他不太信服,于是直接向乘务员询问。他们之间有说有笑,在这个过程中完成了答疑解惑。
吕师傅听完后会复述一遍,语气中带有一点炫耀,想要证明自己是个“明白人儿”。这些低价票的车次是在春运期间临时加开的。春运结束后,这些车次的客流量明显下降,所以才有了降价促销的情况。这也就解释了为什么只有几条固定的线路才会出现低价票。
如今的绿皮车里,交谈少了许多。(图/作者)
11 点多的时候,吕师傅从他坐的地方掏出两个塑料袋。这两个塑料袋被他视为最好的旅伴,一下子就让人回想起曾经乘坐绿皮车摇摇晃晃的那个年代。袋子里面装着干豆腐、小葱和黄瓜,还有被暖气烤得有些发干的豆瓣酱。他热情地邀请周围的人加入到临时组建的筵席中,然而“三姐妹”各自在刷着短视频,委婉地拒绝了。
一位邻座的阿姨,成为了座上的贵宾。
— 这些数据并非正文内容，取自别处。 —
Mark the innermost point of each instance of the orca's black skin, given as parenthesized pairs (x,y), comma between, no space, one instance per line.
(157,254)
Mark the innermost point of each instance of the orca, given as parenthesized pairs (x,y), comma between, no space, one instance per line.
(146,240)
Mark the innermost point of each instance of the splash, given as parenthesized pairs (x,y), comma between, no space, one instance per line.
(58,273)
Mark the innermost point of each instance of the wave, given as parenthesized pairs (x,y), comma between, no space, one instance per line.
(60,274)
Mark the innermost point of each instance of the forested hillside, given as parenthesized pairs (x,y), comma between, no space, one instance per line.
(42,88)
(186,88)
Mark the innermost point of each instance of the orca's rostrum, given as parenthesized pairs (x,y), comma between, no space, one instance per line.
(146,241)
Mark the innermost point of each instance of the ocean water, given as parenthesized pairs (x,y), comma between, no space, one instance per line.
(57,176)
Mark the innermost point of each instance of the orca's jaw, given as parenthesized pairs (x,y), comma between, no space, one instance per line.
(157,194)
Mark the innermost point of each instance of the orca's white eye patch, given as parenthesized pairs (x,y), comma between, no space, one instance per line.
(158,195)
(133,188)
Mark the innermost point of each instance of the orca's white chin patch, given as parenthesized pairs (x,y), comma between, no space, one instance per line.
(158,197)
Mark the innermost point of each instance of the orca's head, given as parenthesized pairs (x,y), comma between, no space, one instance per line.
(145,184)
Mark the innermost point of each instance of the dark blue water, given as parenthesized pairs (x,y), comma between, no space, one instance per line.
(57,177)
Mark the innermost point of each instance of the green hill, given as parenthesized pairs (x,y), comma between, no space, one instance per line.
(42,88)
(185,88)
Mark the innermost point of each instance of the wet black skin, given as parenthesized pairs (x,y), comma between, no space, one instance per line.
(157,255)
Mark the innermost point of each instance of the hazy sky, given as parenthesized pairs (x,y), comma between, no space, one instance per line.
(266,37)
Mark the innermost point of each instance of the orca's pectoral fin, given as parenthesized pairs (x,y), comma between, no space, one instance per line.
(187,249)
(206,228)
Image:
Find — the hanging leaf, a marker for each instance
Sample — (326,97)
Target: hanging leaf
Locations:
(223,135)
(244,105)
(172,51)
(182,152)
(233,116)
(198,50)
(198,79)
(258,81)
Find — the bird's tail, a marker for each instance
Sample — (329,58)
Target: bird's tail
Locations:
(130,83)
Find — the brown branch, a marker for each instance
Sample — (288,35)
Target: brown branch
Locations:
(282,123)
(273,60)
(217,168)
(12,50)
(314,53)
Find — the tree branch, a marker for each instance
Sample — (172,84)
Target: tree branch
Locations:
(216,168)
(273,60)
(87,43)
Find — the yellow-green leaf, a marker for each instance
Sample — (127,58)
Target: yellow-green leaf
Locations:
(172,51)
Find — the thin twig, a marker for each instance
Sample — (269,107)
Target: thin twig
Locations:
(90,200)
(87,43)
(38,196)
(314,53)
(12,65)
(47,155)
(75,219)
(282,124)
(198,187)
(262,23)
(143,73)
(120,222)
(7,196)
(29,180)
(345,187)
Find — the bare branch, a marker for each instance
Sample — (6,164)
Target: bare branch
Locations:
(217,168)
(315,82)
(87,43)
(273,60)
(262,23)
他们先是彼此交换了各自要去的地方,接着就零零散散地聊了起来。
吕师傅是建筑工人,他的身份与阿姨不同。对吕师傅而言,北京只是由一个又一个工地组成的地方,那些北京的名胜古迹,他从未去过。阿姨已经退休了,按照她自己的话说就是“开始享福了”。她来到北京过反向年,正月十五一过完,就该返回老家了。
除却一些家长里短,他们还感慨了时代的变化。
他们说着,列车上的人似乎没以前那般亲近了。大家既不打牌,也不购买内蒙古奶片和新疆西梅,只是低着头,沉浸在各自的世界中。“唠嗑儿”,这种他们那代人特有的打发时间的方式,如今已成为奢侈品。一番品评结束后,俩人擦擦嘴巴,收拾好残局,然后各自拿起手机,窝在座位上,伴随着罐头笑声,嘴角微微上扬。
过道上,站着不少短途出行的乘客。(图/作者)
从始发站走出后,列车上的座位一直处于满座状态。在某些区间,还有许多人挤在过道上。很难想象,此时已是春运过后的出行淡季。这些人除了关心票价外,最在意的或许就是到达目的地还需要多久。在列车的广播室里,总是把同车的人比作一个家庭。如今,家确实发生了变化,每个人都有着自己的心思。
下车之前,“三姐妹”待在车厢门口。她们盼望的旅程此刻终于拉开了序幕。吕师傅也随之登上了站台。他从口袋里掏出火机,点燃了一支烟。在那冷冽的空气中,他不禁打了个寒战。出站口的扶梯前面人群往来穿梭,十分热闹。没过多久,大家都渐渐消失在了人流之中。